Journal of Hematology & Thromboembolic Diseases
Open Access

ISSN: 2329-8790

A diagnostic model to predict sars-cov-2 positivity in emergency department using routine admission hematological parameters


Webinar on 2nd European Congress on Hematology

January 24-25, 2022 | Webinar

Rossana Soloperto

Department of Advanced Biomedical Sciences, Federico II University Hospital, Italy

Scientific Tracks Abstracts: J Hematol Thrombo Dis

Abstract :

Abstract :
Early detection of SARS-CoV-2 in the emergency department (ED) is a crucial necessity, especially in settings of overcrowding: establishing a pre-diagnostic test probability of infection would help to triage patients and reduce diagnostic errors, and it could be useful in resource limited countries. Here, we established and validated a clinical predictor of infection based on routine admission hematological parameters. The diagnostic model was developed by comparing 85 consecutive patients with symptomatic COVID-19 confirmed by RT-PCR with 85 symptomatic, SARS-CoV-2-negative controls. Abnormal hematological parameters significantly (p < 0.05) associated with SARS-CoV-2 infection were used to derive a “cumulative score” between 0 and 16. The model was validated in an independent cohort of 170 SARS-CoV-2-positive patients. Several routine hematology parameters were significantly (p < 0.05) associated with SARS-CoV-2 infection. A “cumulative score” score ≥7 discriminated COVID-19-postive patients from controls with a sensitivity of 94% and specificity of 100% (p < 0.001). The high sensitivity of the predictive model was confirmed in the prospective validation set, and the cumulative score (i) predicted SARS-CoV-2 positivity even when the first oro-nasopharyngeal swab RT-PCR result was reported as a false negative in both cohorts and (ii) resulted to be independent from disease severity.

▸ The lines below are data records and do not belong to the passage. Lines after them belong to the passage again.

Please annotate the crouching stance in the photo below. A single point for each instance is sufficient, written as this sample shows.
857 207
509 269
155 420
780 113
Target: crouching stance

The cumulative score based on routine blood parameters can be used to predict an early and accurate diagnosis of SARS-CoV-2 infection in symptomatic patients, thereby facilitating triage and optimizing early management and isolation from the COVID-19 free population, particularly useful in overcrowding situations and in resource-poor settings.

Biography :

Rossana Soloperto has completed her study in Medicine from Perugia’s University (Italy), currently she is a full Emergency Physician working in ED and Subintensive COVID-19 Unit in San Pio Hospital in Benevento, she’s completing her Residency Program in Emergency Medicine at Federico II University Hospital in Neaples. She is Guest Editor of a Special Issue published in the international journal Diagnostics, and she’s attending a I level Master in Padua’s University in Biostatistics and Scientific Research Publication. She has several papers published in reputed international journals and is a member of the main Emergency Medicine and Intensive Medicine’s Societies.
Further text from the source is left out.